Mitos sobre la nutrición y la vida sana

Debido a que a diario me encuentro con todo tipo de ideas sobre nutrición y vida saludable en general, algunas más divertidas, otras relevantes y algunas hasta molestas, pensé en hacer un pequeño resumen de los mitos que circulan en este campo y trato de desmontarlos. , donde sea posible 🙂

“Es caro comer sano”

Probablemente haya escuchado esta idea o incluso haya resonado con ella. Hablemos un poco de eso.

Si pensamos que las verduras cuestan bastante, y las semillas, los frutos secos, las grasas saludables y los cereales de calidad no están al alcance de todos, entonces podemos decir que este concepto es correcto. Por otro lado, muchas personas gastan mucho dinero comprando mucha carne y productos cárnicos, o todo tipo de productos procesados ​​que son mucho más caros que las verduras y frutas.

Teóricamente, si reducen a la mitad el consumo de carne (lo que sería un plus para su salud), podrían usar el dinero ahorrado para comprar productos considerados saludables. Esto no quiere decir que sea completamente insalubre comer carne, sino que una cantidad mucho menor de lo que la gente está acostumbrada es suficiente, y debe ser de buena calidad. El aumento del consumo de carne, además del alto precio, también conlleva un mayor riesgo en la aparición y avance de enfermedades comunes (cáncer, diabetes, enfermedades cardiovasculares), que, al final, resultarán muy caras (tratamientos y medicamentos costosos). , a veces por el resto de su vida).

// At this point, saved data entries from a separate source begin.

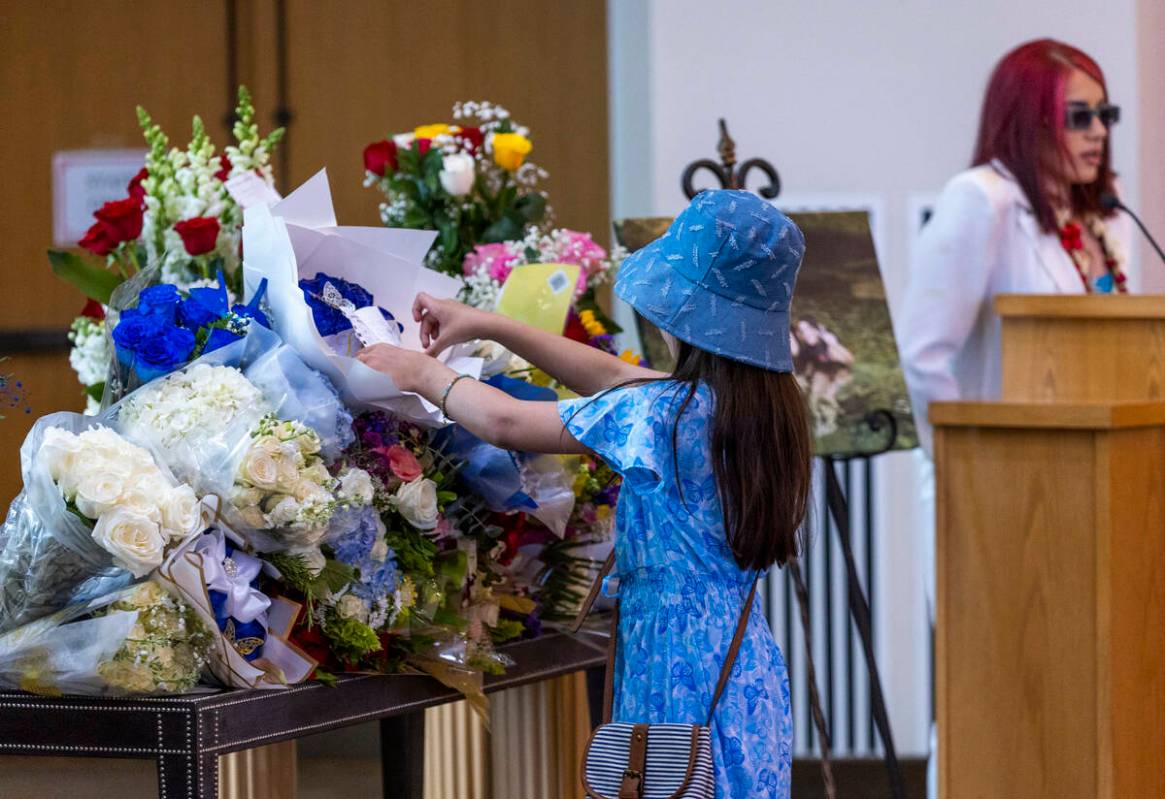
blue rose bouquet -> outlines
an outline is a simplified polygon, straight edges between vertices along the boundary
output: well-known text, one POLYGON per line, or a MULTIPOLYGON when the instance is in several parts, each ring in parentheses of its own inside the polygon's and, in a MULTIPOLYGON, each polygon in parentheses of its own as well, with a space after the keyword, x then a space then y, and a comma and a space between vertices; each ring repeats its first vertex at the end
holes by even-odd
POLYGON ((113 328, 117 363, 146 383, 238 341, 251 322, 270 328, 260 310, 266 290, 264 281, 250 302, 232 306, 222 272, 217 286, 187 291, 171 283, 150 286, 138 295, 136 307, 121 312, 113 328))
MULTIPOLYGON (((343 313, 321 299, 324 295, 324 286, 328 283, 331 283, 345 300, 352 303, 354 309, 367 308, 372 305, 371 292, 359 283, 344 280, 342 277, 332 277, 323 272, 316 272, 316 276, 311 280, 307 278, 300 280, 299 287, 303 291, 303 298, 307 302, 308 307, 311 308, 311 315, 316 323, 316 329, 320 331, 320 335, 324 338, 352 329, 352 323, 348 321, 348 318, 343 313)), ((384 308, 380 309, 380 313, 389 322, 396 322, 396 317, 384 308)), ((398 332, 404 332, 404 325, 396 322, 396 326, 398 332)))

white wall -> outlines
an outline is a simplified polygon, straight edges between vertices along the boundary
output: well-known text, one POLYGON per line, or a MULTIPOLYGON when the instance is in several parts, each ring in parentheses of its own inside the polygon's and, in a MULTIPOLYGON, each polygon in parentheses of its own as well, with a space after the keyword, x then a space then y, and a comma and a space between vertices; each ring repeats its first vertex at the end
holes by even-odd
MULTIPOLYGON (((879 200, 879 257, 893 308, 906 278, 912 201, 967 166, 999 57, 1051 36, 1104 68, 1110 96, 1124 108, 1113 140, 1126 201, 1138 207, 1141 186, 1150 186, 1147 221, 1165 235, 1165 189, 1157 187, 1165 175, 1139 171, 1142 162, 1163 163, 1165 56, 1148 54, 1165 32, 1163 7, 1162 0, 609 0, 613 212, 679 211, 679 175, 690 161, 715 157, 716 120, 726 117, 738 157, 772 161, 783 196, 879 200), (1142 104, 1151 119, 1142 118, 1142 104), (1142 133, 1156 135, 1142 141, 1142 133)), ((1148 285, 1165 286, 1160 275, 1148 285)), ((883 636, 879 661, 899 747, 921 752, 929 705, 900 699, 929 696, 913 461, 886 459, 880 476, 878 583, 886 593, 878 622, 897 634, 883 636)))

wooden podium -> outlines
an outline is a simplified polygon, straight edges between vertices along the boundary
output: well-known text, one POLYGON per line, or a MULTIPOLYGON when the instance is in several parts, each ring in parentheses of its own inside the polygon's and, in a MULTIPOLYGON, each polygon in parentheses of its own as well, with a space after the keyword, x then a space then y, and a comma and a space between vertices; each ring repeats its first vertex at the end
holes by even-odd
POLYGON ((1165 797, 1165 296, 1004 296, 936 403, 942 799, 1165 797))

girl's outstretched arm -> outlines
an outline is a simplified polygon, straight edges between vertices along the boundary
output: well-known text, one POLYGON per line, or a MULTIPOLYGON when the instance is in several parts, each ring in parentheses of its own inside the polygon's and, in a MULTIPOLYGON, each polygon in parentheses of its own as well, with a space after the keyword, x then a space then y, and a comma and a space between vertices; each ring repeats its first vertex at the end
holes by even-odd
MULTIPOLYGON (((441 404, 446 389, 458 376, 436 358, 389 344, 368 347, 357 357, 391 377, 397 388, 420 394, 434 405, 441 404)), ((555 402, 514 399, 504 391, 470 379, 459 380, 444 399, 450 418, 478 438, 503 449, 559 454, 589 452, 566 431, 558 418, 555 402)))
POLYGON ((584 396, 627 380, 666 376, 578 341, 538 330, 500 314, 470 308, 454 300, 438 300, 428 294, 418 294, 413 304, 413 317, 421 323, 421 346, 430 355, 464 341, 489 339, 584 396))

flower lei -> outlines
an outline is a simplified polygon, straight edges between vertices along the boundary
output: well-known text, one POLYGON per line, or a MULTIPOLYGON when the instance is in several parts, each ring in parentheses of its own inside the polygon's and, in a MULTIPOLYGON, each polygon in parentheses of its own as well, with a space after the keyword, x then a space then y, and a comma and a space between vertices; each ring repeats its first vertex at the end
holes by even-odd
MULTIPOLYGON (((1076 267, 1076 274, 1080 276, 1080 280, 1084 283, 1085 293, 1091 294, 1093 290, 1092 283, 1088 279, 1088 268, 1090 266, 1088 254, 1084 249, 1084 231, 1080 227, 1079 222, 1072 221, 1067 213, 1062 213, 1059 217, 1060 223, 1060 246, 1068 253, 1068 257, 1072 259, 1072 265, 1076 267)), ((1085 218, 1085 223, 1088 225, 1088 230, 1096 238, 1097 243, 1100 244, 1100 251, 1104 254, 1104 265, 1108 269, 1108 274, 1112 277, 1113 289, 1121 294, 1128 294, 1128 275, 1124 270, 1124 255, 1113 246, 1113 243, 1108 238, 1108 226, 1104 224, 1104 220, 1099 216, 1090 215, 1085 218)))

En conclusión, digamos que comer sano no es caro, si sabes qué es saludable y cómo combinar los alimentos.

“No quiero vivir 100 años”

Encuentro graciosa esta afirmación. Las personas que dicen eso realmente lo encuentran una buena justificación para no querer hacer cambios en el estilo de vida o admitir que lo que están haciendo está mal. Y hasta me pregunta: “¿Pero quieres vivir 100 años?” Les respondo, por regla general, que no me importaría vivir 100 años, pero hay otro aspecto importante que ignoran: no importa cuántos años vivas, 70 o 100, la calidad de vida que tienes importa mucho.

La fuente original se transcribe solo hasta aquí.